Amerika riskiert ein heftiges Zerwürfnis mit seinem wichtigsten Handelspartner.

Washington. In den Wählerumfragen ist er deutlich abgesackt und muss innenpolitisch eine Schlappe nach der anderen wegstecken, nun riskiert US-Präsident Barack Obama obendrein eine neues Zerwürfnis mit Amerikas mächtigstem Wirtschaftspartner. Die angekündigten Waffenlieferungen an Taiwan haben in Peking ungewöhnlich scharfe Reaktionen ausgelöst und könnten das Regime von Staatschef Hu Jintao dazu bewegen, die Beziehungen zu Washington von Grund auf umzukrempeln.

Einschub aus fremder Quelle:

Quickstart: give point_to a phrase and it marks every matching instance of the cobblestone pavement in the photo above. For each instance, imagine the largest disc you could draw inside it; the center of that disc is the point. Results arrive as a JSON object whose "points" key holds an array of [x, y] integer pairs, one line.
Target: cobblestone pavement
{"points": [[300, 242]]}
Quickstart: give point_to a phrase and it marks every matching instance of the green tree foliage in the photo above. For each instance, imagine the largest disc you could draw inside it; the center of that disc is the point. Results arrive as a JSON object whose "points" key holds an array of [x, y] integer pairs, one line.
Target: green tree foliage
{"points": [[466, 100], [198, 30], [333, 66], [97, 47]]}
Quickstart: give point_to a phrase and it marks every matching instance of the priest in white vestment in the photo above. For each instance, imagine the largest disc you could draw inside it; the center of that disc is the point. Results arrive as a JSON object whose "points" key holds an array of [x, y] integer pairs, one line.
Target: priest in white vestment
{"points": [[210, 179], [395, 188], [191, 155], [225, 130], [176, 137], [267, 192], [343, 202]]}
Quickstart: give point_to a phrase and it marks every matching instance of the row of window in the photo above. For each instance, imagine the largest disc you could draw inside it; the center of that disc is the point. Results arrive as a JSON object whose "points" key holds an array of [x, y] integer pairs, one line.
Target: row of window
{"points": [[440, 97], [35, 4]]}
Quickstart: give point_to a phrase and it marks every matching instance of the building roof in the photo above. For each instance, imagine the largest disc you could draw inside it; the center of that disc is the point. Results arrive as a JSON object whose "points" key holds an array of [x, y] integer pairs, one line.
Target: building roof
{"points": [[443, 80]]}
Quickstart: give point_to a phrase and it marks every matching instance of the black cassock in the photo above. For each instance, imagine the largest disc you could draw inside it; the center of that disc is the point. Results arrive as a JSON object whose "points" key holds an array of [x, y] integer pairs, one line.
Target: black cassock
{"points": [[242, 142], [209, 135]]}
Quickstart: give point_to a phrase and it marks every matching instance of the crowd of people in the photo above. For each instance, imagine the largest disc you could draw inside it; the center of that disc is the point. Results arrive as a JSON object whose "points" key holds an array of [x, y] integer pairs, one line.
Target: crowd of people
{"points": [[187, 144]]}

Bereits 2001 hatte Ex-Präsident George W. Bush für Taiwan ein Waffenpaket im Wert von 18Milliarden Dollar schnüren lassen, das aber bisher an politischem Widerstand gescheitert ist. Nun will Obama das Geschäft auf etwa ein Drittel des ursprünglichen Umfangs zusammenstutzen. Ausgenommen wären unter anderem die als politisch heikel geltenden Lieferungen von U-Booten sowie F-16 Kampfjets. Stattdessen sollen Kampfhubschrauber, Abwehrraketen und Radaranlagen nach Taiwan gehen. Unterschätzt hatte das Weiße Haus aber die heftigen Irritationen.

Während China von einer dreisten Einmischung in innere Angelegenheiten und einer "Bedrohung der nationalen Sicherheit" spricht, sieht das Weiße Haus in dem deutlich kleiner als ursprünglich geplanten Waffendeal sogar ein Entgegenkommen. Von der scharfen Kritik aus Peking überrascht, bekräftigte die US-Regierung daher ihr Bekenntnis zu dem "Ein-China-Prinzip".

China könnte Amerikas Iran-Politik unterlaufen

Dass man die Inselrepublik trotzdem mit hochwertigen Rüstungsgütern ausstatten will, hat einen anderen Grund: Sollte China sich zu einem Angriff oder eine Invasion Taiwans entschließen, wollen die USA lieber Waffen geliefert haben, als selbst in einen weiteren Konflikt mit eigenen Truppen eingreifen zu müssen.

Die Verstimmung könnte weitreichende Folgen haben. Auszuschließen ist nicht, dass Peking in dem gemeinsamen Bemühen, Iran zur Einstellung seines Nuklearprogramms zu zwingen, Obama den Rücken kehrt. Auch könnte China die heimische Währung weiter schwächen - ein fataler Schlag für US-Exporteure.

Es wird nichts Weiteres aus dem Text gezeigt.